Wie ein unbeugsamer Feldherr steht Gerald Cheek mit wehendem Resthaar auf der Anhöhe von Gypsy Cove. Er zeigt auf den feinweißen Strand der Yorke Bay, auf dem ein Trupp Rotschnabelpinguine steht. Menschen dürfen dort nicht hin, weil die Dünen noch immer vermint sind. Dann weist er auf den Leuchtturm von Cape Pembroke, dem östlichsten Punkt des Archipels, und stellt seine Lieblingsfrage: "Wenn man von dort nach Osten reist, wo trifft man wieder auf Land?", Die Antwort wissen die wenigsten. "Chile", sagt er und grinst, "nach 13.400 Kilometern. Dazwischen ist nur Wasser. Südafrika, Australien, Neuseeland liegen alle viel weiter nördlich".

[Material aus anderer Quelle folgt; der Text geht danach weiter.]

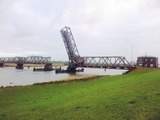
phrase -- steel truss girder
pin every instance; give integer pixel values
(26, 60)
(106, 62)
(70, 44)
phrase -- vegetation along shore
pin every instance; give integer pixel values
(133, 96)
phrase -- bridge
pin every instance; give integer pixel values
(108, 62)
(26, 60)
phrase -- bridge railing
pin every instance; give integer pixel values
(26, 60)
(106, 62)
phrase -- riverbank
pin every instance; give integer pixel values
(132, 96)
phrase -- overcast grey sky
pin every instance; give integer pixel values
(99, 27)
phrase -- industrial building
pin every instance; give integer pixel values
(146, 61)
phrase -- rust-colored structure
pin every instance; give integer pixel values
(146, 61)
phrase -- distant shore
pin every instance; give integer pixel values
(32, 65)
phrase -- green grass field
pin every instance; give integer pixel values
(134, 96)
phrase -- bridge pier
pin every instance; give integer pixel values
(48, 67)
(19, 66)
(1, 64)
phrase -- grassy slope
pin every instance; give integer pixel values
(127, 97)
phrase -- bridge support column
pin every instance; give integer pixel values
(1, 64)
(19, 66)
(48, 67)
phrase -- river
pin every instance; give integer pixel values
(9, 76)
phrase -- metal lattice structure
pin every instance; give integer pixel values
(111, 62)
(70, 46)
(26, 60)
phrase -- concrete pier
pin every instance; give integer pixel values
(48, 67)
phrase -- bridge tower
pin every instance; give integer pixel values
(74, 58)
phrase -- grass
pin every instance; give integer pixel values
(134, 96)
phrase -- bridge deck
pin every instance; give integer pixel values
(26, 60)
(110, 62)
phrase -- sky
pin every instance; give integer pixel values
(129, 28)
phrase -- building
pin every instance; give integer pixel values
(151, 62)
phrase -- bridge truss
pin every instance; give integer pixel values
(111, 62)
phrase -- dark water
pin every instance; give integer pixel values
(9, 76)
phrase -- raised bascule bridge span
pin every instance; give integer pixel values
(19, 61)
(75, 60)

Die Falklands haben ein subantarktisches Klima. Aus der Drakestraße bei Kap Hoorn strömt ständig kaltes Wasser, stramme Westwinde beuteln das hügelige Land. In den Sommermonaten von Dezember bis März steigt das Quecksilber bis auf fünfzehn Grad, unter den Gefrierpunkt sinken die Temperaturen aber das ganze Jahr über kaum. Das ist nicht schlecht, denn nur 1100 Kilometer südlich beginnt die Antarktis. Wer mindestens eine Woche auf East oder West Falkland bleibt - kürzer geht es kaum wegen der Flugbeschränkungen - wohnt in Lodges oder kleinen Hotels. Zeit braucht man ohnehin, denn auch die Fähre zwischen den beiden Hauptinseln fährt nicht jeden Tag. Wer keinen Geländewagen hat, muss oft zu Fuß gehen.

Kreuzfahrer auf dem Weg in die Antarktis machen gerne auf den Falklands halt - vor allem wegen der Pinguine, die zwar auch noch auf dem Eis zu sehen wären, aber hier einfach besser zu beobachten sind. Sie kommen mit wendigen Schiffen, die in den engen Passagen um Saunders Island oder am Volunteer Point gut manövrieren können. Magellan-, Rotschnabel-, vor allem aber Königspinguinkolonien sind auf dieser Landzunge zu Hause. Am Südende haben sich alle in einer windgeschützten Senke versammelt und stehen eng zusammen: kleine und große, manche mit langen und manche mit kurzen Schnäbeln, solche mit weißen und solche mit schwarzen oder gelben Federn. Pinguine leben gerne in Gemeinschaft, friedlich, selbst wenn sie nicht derselben Art angehören. Man könnte auf den Falklandinseln und anderswo noch einiges von ihnen lernen. (Sven Weniger & Michael Marek, DER STANDARD, Rondo, 9.5.2014)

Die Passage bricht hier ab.